Die Public-Key-Infrastruktur (PKI) ermöglicht das sichere Austauschen von Daten zwischen Anlagen, Komponenten und Systemen, damit sensible und vertrauliche Produktionsinformationen bei den richtigen Empfängern ankommen. Die Grundlage für das sichere Digitalisieren von Produktion und Fertigung bilden digitale Zertifikate.
Dazu zählen etwa die digitale Identität eines Gerätes, die Transportverschlüsselung der Open-Plattform-Communication (OPC) und Message Queuing Telemetry Transport (MQTT), ein offenes Netzwerkprotokoll für Machine-to-Machine-Kommunikation. Um Soft- und Firmware abzusichern kommt Code Signing zum Einsatz. Ausführbare Skripte und Dateien werden hierbei digital signiert. Dadurch wird der Autor bestätigt und sichergestellt, dass der Code seit dem Signieren weder beschädigt noch verändert wurde.
Entscheidend: Eine skalierbare PKI
Im ersten Schritt geht es um das Ausstellen digitaler Zertifikate, sprich um das gesicherte Zuordnen der Identitäten. Im Weiteren essenziell sind das Verwalten und Monitoren der Zertifikate über den gesamten Lebenszyklus hinweg. Verliert etwa ein Zertifikat zur Absicherung der Kommunikation in einer OPC-UA-Verbindung seine Gültigkeit, kann die Verbindung nicht mehr aufgebaut werden. Im schlimmsten Fall kann das zu einem Ausfall der Anlage führen. Ziel der PKI ist es, den gesamten Security Lifecycle abzudecken.
Grundsätzlich lassen sich drei für die Betriebstechnik (Operational Technology, OT) relevante Rollen/Player im Security-Lifecycle mehr oder minder scharf abgrenzen. Erstens der Anlagen- und Maschinenbau, der hauptsächlich Fertigungsanlagen baut. Zweitens die Komponentenherstellung, die häufig auch Anlagen betreibt, um Komponenten herzustellen. Und drittens der Anlagenbetrieb, der die Anlagen und Maschinen des Anlagenbauers betreibt. Häufig überschneiden sich die Aufgabenbereiche jedoch, wie bei den Komponentenhersteller, die dafür Anlagen betreiben und so mehrere Rollen gleichzeitig ausüben.
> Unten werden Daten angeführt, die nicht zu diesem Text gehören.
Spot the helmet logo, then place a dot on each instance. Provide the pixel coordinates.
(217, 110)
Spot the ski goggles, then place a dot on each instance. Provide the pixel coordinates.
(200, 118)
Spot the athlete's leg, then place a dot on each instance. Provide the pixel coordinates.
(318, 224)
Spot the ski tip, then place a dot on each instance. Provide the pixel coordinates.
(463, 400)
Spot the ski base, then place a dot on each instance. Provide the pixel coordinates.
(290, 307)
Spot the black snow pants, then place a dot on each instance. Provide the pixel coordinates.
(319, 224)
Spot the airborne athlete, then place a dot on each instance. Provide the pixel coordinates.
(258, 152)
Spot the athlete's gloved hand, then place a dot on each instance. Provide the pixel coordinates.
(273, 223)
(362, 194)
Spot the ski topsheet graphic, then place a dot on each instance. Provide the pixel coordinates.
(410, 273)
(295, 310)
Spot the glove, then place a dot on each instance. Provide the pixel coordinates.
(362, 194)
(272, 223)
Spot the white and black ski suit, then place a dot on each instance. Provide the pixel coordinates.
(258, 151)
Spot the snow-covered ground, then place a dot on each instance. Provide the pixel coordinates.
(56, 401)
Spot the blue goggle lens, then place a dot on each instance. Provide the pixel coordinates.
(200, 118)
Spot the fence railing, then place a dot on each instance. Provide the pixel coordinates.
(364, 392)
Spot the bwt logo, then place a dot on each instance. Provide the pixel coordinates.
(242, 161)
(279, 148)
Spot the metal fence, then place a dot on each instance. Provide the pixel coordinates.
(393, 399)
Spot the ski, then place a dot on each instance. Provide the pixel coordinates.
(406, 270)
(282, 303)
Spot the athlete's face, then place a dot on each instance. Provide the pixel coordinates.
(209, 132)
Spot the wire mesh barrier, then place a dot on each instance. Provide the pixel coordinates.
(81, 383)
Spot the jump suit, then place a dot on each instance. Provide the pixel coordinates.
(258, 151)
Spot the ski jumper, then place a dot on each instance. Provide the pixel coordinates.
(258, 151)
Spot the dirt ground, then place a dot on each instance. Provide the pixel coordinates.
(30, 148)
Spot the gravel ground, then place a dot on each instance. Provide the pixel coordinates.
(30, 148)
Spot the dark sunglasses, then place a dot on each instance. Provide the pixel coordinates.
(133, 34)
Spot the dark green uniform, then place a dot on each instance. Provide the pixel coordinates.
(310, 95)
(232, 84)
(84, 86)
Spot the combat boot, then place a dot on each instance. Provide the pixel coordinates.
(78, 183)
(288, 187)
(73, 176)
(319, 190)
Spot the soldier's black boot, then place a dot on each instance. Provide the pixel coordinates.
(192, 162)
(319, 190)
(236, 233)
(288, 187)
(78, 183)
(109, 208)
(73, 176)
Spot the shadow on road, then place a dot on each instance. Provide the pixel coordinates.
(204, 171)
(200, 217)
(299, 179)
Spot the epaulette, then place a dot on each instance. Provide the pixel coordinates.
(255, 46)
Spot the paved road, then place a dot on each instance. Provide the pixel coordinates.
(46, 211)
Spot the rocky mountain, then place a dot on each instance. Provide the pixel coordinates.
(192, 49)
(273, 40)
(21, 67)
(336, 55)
Der vertrauenswürdige Kommunikationskanal
Gesicherte Kommunikation im Kontext digitalisierter Industriebereiche bedeutet in 80 Prozent der Fällen den Einsatz des Protokolls TLS (Transport Layer Security) zur sicheren Transportschichtverbindung. Es basiert auf dem Verwenden von Zertifikaten, um zum einen die Identität eines Endsystems kryptographisch sicherzustellen und zum anderen dessen Zugehörigkeit zu einer definierten Organisation. Nach erfolgreicher Authentifizierung der Kommunikationspartner wird dann ein Ende-zu-Ende-verschlüsselter Kanal etabliert. Diese Zertifikate sollten von der eigenen Public-Key-Infrastruktur ausgestellt werden, denn wie alle X.509-Zertifikate, sprich digitale Identitäten, beinhalten sie ein Gültigkeitsdatum (vergleich mit einem Verfallsdatum). Das Erneuern der Zertifikate sollte als eine der wesentlichsten Verwaltungsaufgaben der PKI weitestgehend automatisiert werden.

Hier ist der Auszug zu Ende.